The film has also been short-listed for the Hot Shot Shorts competition, sponsored by Vancouver’s Celluloid Social Club.

Meanwhile, Joanna Makes a Friend was showcased at Cannes Film Festival as part of Telefilm Canada’s Not Short on Talent program, and Rollo is currently writing the screenplay for a feature-length version.

Floodplain, which stars Victoria native Cameron Bright and Sarah Desjardins as two high-school sweethearts who take a life-changing ride across a B.C. floodplain in a raft they built, was filmed last fall at Widgon Marsh north of Port Coquitlam, in a swimming pool in Tsawwassen and in a UVic biology lab. It’s being submitted to film festivals.

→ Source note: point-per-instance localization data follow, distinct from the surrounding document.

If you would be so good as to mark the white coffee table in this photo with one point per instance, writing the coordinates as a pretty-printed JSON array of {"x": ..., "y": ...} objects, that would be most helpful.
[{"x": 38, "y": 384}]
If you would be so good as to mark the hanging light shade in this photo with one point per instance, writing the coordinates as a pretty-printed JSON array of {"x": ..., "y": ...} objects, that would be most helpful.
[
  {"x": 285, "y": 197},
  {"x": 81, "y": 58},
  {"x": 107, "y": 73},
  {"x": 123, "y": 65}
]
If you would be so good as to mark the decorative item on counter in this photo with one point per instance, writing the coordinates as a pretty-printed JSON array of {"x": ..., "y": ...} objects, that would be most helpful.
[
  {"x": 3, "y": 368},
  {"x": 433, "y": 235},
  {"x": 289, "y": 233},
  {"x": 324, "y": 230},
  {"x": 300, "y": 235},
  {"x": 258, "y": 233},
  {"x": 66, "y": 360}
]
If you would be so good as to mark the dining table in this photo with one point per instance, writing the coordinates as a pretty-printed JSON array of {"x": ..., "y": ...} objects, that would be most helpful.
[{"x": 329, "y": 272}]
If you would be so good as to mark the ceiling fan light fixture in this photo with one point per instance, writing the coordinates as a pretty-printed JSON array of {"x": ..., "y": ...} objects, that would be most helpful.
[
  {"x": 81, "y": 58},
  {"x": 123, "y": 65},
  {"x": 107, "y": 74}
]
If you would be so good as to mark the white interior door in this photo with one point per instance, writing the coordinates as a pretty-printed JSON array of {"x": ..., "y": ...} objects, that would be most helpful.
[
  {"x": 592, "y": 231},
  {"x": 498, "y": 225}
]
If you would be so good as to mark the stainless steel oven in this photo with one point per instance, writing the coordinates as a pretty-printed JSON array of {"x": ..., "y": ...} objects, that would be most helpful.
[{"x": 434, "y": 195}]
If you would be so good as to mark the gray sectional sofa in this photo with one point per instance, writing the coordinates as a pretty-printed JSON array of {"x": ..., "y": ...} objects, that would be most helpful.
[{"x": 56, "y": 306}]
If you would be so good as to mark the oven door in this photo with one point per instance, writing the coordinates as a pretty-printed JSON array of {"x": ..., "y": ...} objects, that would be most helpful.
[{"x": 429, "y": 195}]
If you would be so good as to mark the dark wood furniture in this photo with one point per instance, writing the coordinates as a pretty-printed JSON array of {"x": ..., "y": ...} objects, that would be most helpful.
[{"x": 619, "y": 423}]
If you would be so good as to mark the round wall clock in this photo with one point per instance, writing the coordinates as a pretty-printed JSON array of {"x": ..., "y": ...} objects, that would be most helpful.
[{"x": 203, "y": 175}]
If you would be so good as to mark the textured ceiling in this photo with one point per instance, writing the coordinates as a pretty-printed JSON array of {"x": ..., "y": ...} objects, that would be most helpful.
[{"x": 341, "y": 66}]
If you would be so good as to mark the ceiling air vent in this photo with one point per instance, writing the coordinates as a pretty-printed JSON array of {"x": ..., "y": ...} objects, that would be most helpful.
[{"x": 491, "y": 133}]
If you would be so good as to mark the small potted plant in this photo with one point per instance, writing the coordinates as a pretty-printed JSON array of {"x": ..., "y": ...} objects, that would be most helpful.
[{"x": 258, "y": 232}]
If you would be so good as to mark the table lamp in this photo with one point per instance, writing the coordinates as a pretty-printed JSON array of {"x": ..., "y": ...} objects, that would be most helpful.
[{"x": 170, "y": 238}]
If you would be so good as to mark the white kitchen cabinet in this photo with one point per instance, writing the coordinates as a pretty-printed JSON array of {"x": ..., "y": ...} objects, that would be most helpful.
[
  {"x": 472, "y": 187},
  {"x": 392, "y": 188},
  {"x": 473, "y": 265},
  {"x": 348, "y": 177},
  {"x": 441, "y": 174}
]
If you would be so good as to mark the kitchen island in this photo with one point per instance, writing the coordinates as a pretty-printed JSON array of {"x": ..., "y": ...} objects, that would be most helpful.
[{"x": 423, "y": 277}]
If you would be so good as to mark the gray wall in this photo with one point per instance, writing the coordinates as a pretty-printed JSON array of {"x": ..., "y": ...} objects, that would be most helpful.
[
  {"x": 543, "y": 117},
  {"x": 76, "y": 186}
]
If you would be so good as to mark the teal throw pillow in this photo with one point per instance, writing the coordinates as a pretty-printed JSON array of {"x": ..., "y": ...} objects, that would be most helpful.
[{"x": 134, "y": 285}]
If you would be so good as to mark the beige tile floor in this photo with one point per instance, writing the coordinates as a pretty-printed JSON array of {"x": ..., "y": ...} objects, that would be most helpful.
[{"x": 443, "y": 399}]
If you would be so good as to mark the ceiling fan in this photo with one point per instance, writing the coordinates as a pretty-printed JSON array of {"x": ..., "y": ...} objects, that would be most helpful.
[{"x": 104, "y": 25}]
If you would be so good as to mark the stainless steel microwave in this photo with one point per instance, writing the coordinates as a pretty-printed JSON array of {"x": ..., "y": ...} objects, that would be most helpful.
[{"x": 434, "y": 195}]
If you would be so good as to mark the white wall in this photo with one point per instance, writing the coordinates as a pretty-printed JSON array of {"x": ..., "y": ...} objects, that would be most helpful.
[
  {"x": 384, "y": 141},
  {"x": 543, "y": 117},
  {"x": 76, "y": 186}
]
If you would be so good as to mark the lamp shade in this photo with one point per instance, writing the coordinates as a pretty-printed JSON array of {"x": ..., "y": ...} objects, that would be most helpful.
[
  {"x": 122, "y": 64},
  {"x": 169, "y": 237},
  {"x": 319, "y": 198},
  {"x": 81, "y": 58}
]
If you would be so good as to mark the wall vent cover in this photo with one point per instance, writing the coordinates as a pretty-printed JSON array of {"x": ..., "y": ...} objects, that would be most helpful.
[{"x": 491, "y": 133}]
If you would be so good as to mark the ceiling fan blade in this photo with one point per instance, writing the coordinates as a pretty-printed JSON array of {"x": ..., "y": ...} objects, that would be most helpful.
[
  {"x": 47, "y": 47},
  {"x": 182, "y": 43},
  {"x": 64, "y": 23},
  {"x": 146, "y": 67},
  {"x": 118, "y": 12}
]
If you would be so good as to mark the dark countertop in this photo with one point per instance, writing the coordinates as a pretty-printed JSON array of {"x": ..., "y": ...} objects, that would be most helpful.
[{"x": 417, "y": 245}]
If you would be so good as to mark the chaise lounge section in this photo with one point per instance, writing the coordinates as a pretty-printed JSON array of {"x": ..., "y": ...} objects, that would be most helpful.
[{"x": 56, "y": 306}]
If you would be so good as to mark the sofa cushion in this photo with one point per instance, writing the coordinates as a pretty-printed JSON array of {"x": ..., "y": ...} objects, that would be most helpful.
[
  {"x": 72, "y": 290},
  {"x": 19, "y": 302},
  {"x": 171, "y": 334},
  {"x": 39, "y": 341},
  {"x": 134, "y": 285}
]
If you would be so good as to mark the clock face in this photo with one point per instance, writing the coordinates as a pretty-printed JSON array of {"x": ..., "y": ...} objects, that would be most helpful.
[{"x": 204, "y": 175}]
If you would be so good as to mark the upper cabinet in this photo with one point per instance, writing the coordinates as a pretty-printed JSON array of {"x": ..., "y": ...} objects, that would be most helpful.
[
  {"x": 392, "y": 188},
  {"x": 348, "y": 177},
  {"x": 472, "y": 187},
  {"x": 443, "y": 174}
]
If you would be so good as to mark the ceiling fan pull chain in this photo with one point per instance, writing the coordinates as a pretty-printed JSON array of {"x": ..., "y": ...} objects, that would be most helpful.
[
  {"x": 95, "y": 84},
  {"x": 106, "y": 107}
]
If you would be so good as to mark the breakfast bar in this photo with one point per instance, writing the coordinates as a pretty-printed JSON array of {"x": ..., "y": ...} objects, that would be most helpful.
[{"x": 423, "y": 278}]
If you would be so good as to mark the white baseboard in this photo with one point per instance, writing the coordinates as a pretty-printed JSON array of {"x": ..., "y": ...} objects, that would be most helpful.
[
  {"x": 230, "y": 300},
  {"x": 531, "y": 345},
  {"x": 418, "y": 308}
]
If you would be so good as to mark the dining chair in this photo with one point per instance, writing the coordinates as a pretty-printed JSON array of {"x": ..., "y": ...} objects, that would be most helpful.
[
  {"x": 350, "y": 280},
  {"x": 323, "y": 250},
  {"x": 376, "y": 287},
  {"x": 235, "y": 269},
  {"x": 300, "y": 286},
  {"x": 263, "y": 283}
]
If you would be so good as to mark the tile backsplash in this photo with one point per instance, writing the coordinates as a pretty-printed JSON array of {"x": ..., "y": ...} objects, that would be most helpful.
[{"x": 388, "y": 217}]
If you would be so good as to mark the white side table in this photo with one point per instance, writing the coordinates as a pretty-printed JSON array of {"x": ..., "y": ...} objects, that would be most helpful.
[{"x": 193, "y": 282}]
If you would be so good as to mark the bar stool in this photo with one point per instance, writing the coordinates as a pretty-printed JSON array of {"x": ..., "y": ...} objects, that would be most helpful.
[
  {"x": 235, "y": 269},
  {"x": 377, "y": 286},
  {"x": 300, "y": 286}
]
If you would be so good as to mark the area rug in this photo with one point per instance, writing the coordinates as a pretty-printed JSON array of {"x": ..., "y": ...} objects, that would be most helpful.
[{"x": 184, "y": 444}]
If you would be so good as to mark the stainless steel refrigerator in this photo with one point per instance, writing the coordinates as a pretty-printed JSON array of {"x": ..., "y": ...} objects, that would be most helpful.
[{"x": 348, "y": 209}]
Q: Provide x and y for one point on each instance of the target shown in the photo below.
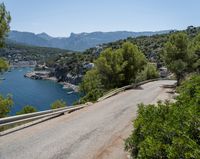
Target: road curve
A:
(94, 132)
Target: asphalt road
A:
(94, 132)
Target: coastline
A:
(44, 75)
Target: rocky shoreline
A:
(44, 75)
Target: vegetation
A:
(5, 106)
(149, 72)
(115, 68)
(27, 109)
(5, 103)
(169, 130)
(58, 104)
(5, 19)
(177, 55)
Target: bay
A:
(38, 93)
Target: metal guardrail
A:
(134, 85)
(55, 112)
(37, 115)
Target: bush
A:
(149, 72)
(169, 130)
(27, 109)
(58, 104)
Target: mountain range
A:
(75, 42)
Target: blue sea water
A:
(38, 93)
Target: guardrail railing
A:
(37, 115)
(134, 85)
(55, 112)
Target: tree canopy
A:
(27, 109)
(5, 19)
(169, 130)
(115, 68)
(58, 104)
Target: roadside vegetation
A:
(27, 109)
(169, 130)
(116, 68)
(58, 104)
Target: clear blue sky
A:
(61, 17)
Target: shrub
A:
(169, 130)
(27, 109)
(58, 104)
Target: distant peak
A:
(44, 36)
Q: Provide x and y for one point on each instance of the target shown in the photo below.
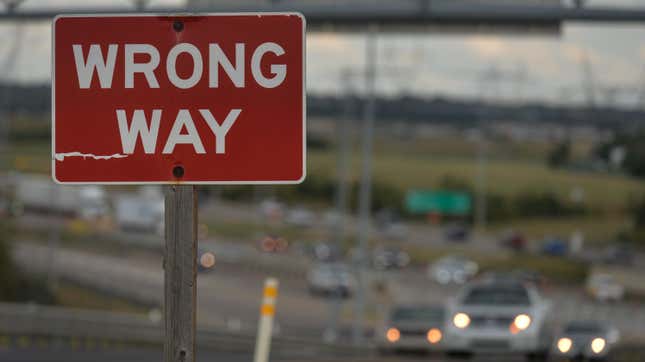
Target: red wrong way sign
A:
(208, 99)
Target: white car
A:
(452, 269)
(331, 279)
(500, 317)
(604, 288)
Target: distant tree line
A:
(321, 190)
(36, 99)
(633, 146)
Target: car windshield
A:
(333, 268)
(497, 295)
(418, 314)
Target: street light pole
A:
(366, 181)
(338, 230)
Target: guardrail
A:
(23, 320)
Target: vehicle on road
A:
(331, 279)
(498, 316)
(384, 258)
(604, 288)
(555, 247)
(591, 340)
(514, 241)
(456, 232)
(36, 193)
(452, 270)
(139, 213)
(412, 328)
(300, 217)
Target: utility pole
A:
(366, 181)
(343, 136)
(481, 209)
(180, 272)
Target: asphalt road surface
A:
(155, 355)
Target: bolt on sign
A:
(197, 99)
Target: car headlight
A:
(522, 322)
(564, 345)
(461, 320)
(434, 335)
(598, 345)
(393, 335)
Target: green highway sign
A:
(443, 202)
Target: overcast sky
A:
(506, 67)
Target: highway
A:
(229, 296)
(154, 355)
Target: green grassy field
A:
(513, 168)
(609, 193)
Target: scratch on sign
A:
(61, 156)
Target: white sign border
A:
(179, 182)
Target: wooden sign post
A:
(180, 271)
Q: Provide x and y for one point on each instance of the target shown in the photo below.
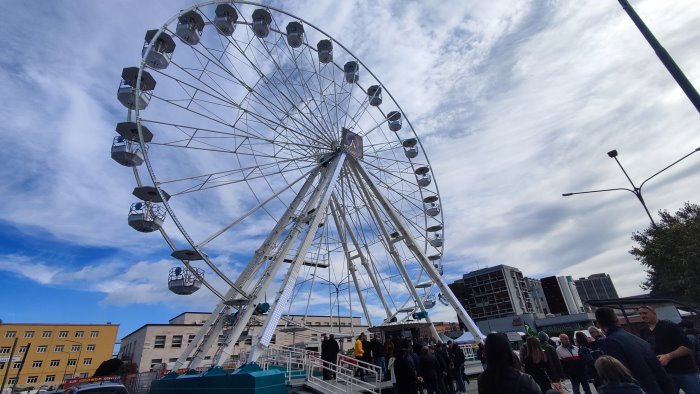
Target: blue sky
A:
(514, 102)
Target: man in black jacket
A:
(672, 348)
(634, 353)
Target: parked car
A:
(97, 388)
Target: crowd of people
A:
(663, 359)
(412, 365)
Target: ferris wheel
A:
(273, 162)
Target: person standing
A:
(634, 353)
(589, 356)
(500, 375)
(378, 354)
(596, 336)
(392, 372)
(535, 363)
(554, 369)
(406, 375)
(325, 357)
(429, 371)
(616, 378)
(458, 358)
(333, 350)
(481, 355)
(672, 348)
(359, 353)
(573, 364)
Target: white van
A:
(97, 388)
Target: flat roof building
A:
(158, 346)
(561, 294)
(596, 287)
(493, 292)
(36, 355)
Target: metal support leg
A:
(361, 181)
(416, 250)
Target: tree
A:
(671, 253)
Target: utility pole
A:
(7, 368)
(663, 55)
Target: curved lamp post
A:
(637, 191)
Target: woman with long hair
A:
(615, 377)
(535, 363)
(589, 356)
(501, 376)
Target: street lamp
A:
(637, 191)
(337, 293)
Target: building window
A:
(160, 342)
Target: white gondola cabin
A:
(436, 238)
(436, 259)
(295, 34)
(182, 281)
(423, 176)
(261, 23)
(410, 148)
(126, 153)
(431, 205)
(225, 19)
(394, 119)
(375, 95)
(161, 51)
(146, 216)
(352, 72)
(127, 95)
(130, 131)
(325, 51)
(189, 27)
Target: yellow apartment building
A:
(44, 355)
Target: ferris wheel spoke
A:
(258, 206)
(320, 119)
(268, 84)
(384, 236)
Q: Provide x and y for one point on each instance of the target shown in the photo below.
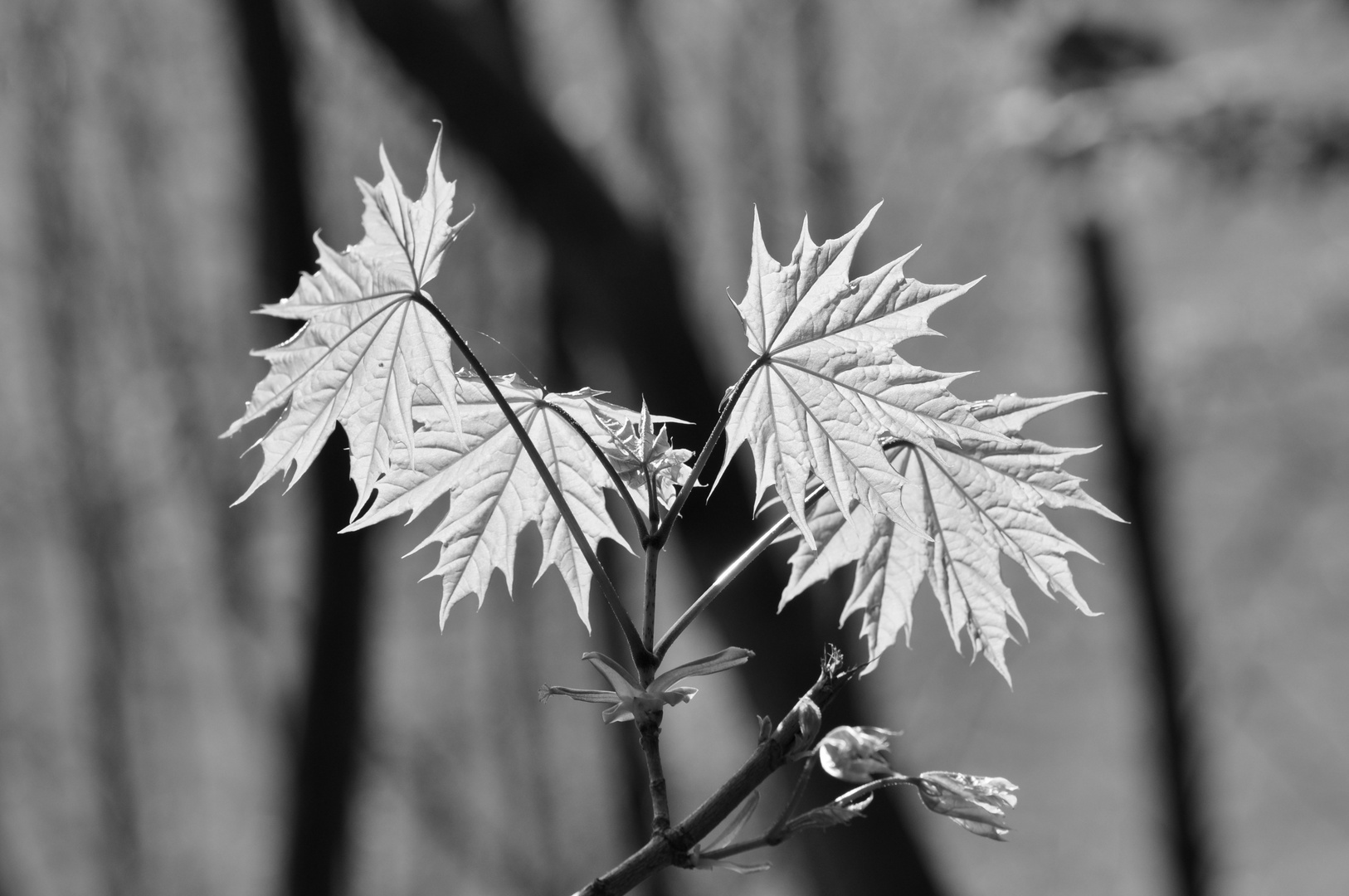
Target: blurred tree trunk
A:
(1135, 470)
(622, 289)
(96, 521)
(329, 719)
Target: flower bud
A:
(857, 753)
(808, 726)
(976, 803)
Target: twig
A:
(674, 845)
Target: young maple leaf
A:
(829, 386)
(366, 344)
(495, 491)
(637, 451)
(973, 502)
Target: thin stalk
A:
(609, 467)
(635, 641)
(797, 792)
(649, 734)
(672, 846)
(664, 532)
(653, 556)
(728, 577)
(780, 831)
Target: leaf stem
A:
(609, 467)
(648, 672)
(672, 846)
(776, 833)
(635, 641)
(728, 577)
(649, 736)
(661, 534)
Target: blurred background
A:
(202, 699)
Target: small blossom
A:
(976, 803)
(638, 451)
(857, 753)
(631, 700)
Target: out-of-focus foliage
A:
(129, 230)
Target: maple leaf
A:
(829, 385)
(974, 502)
(366, 344)
(495, 491)
(641, 455)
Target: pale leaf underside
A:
(495, 491)
(830, 386)
(973, 504)
(366, 344)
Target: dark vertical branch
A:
(97, 508)
(618, 282)
(324, 762)
(1136, 471)
(827, 173)
(646, 105)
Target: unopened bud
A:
(857, 753)
(808, 726)
(976, 803)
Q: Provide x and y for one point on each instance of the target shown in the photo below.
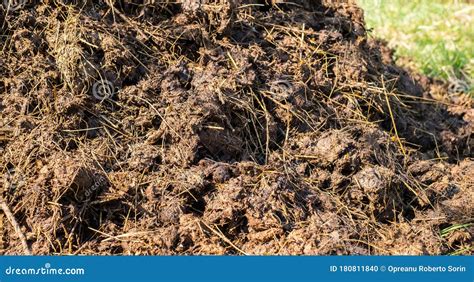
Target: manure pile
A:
(223, 127)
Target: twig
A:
(16, 226)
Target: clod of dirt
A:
(224, 127)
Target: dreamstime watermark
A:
(44, 270)
(103, 89)
(13, 5)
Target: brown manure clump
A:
(223, 127)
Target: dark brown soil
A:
(230, 127)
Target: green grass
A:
(436, 36)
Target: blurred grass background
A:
(436, 36)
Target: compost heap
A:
(224, 127)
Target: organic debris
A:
(224, 127)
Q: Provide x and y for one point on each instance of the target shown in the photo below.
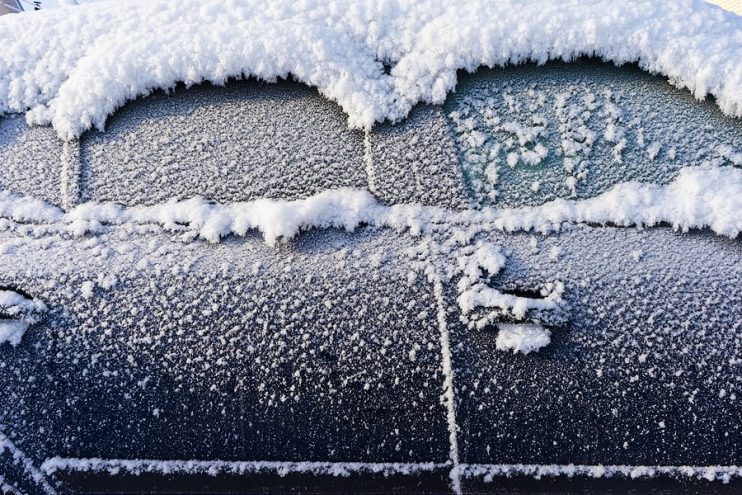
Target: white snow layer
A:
(17, 313)
(700, 197)
(488, 472)
(523, 338)
(72, 67)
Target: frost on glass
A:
(528, 135)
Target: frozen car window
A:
(29, 159)
(529, 134)
(243, 141)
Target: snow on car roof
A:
(73, 67)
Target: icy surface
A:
(17, 313)
(73, 67)
(244, 141)
(700, 197)
(527, 135)
(29, 159)
(522, 338)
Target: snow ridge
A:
(72, 67)
(700, 197)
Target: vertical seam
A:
(70, 174)
(369, 163)
(448, 388)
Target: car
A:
(531, 286)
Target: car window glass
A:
(242, 141)
(530, 134)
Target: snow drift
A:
(72, 67)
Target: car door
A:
(640, 373)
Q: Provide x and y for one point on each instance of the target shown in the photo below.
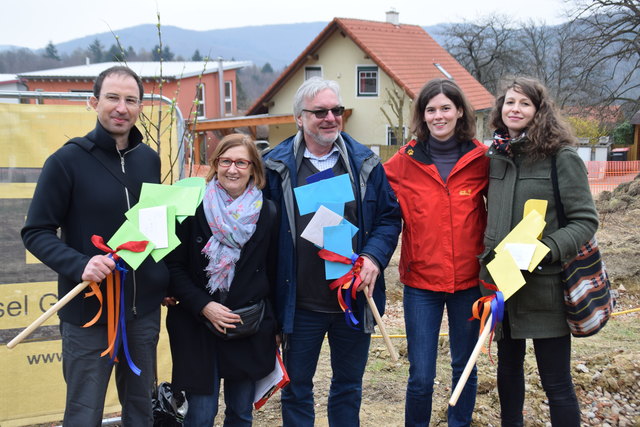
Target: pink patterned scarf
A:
(232, 222)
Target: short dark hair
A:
(120, 70)
(465, 126)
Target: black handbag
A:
(587, 291)
(251, 317)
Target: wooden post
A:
(383, 331)
(44, 316)
(472, 361)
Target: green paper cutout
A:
(128, 232)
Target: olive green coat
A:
(537, 309)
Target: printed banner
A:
(32, 389)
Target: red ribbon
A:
(486, 305)
(113, 290)
(348, 283)
(133, 246)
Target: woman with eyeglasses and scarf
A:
(440, 179)
(225, 261)
(530, 135)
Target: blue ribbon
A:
(122, 336)
(497, 309)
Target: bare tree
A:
(555, 56)
(394, 101)
(611, 33)
(483, 48)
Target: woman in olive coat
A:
(530, 134)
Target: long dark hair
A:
(548, 131)
(465, 126)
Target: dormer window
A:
(367, 80)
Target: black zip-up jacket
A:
(78, 195)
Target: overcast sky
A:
(33, 23)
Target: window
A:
(312, 71)
(228, 98)
(443, 71)
(367, 80)
(391, 136)
(200, 100)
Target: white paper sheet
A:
(323, 217)
(152, 223)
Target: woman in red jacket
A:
(440, 179)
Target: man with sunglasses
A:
(307, 309)
(85, 188)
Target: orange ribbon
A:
(113, 290)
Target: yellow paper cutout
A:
(506, 274)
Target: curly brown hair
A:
(465, 128)
(548, 131)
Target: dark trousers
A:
(349, 352)
(553, 356)
(87, 373)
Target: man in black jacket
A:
(84, 189)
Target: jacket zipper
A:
(133, 273)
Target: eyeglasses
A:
(323, 112)
(112, 98)
(226, 162)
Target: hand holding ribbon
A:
(116, 323)
(346, 285)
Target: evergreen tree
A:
(51, 52)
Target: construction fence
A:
(32, 389)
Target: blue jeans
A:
(238, 398)
(423, 315)
(87, 373)
(349, 353)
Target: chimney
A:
(393, 17)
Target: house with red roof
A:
(370, 60)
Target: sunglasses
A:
(226, 162)
(323, 112)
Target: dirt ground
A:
(606, 367)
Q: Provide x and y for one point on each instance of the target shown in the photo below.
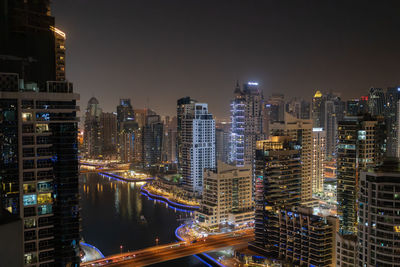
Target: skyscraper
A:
(327, 111)
(125, 127)
(379, 215)
(276, 104)
(278, 182)
(109, 134)
(169, 142)
(318, 110)
(92, 133)
(283, 230)
(361, 145)
(301, 133)
(318, 160)
(27, 40)
(334, 111)
(246, 118)
(152, 140)
(39, 167)
(392, 120)
(299, 108)
(197, 132)
(38, 131)
(60, 38)
(183, 104)
(376, 102)
(222, 142)
(227, 196)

Hogg is also developing and writing Rip My Heart Out, a creature feature for Movie Central, through the fund’s Script-to-Screen development program.

The two other HGF-funded projects include writer-director Marshall Axani’s Mina.Minerva, about a septuagenarian whose clash with her twin sister at a restaurant will either bring them closer together or tear them apart, and writer-director Renuka Jeyapalan’s Arranged, which focuses on an idealistic 33-year-old woman in search of true romance who gets more than she bargained for when she joins what she thinks is a dating service.

The funding reiterates HGF’s commitment to nurturing Canada’s next generation of filmmaking talent, said president John Galway.

“Gord’s Brother, Mina.Minerva and Arranged are all unique, bold projects with excellent feature potential,” said Galway, whose fund’s Industry Initiatives Program invests an additional $200,000 annually in the Canadian film and television industry.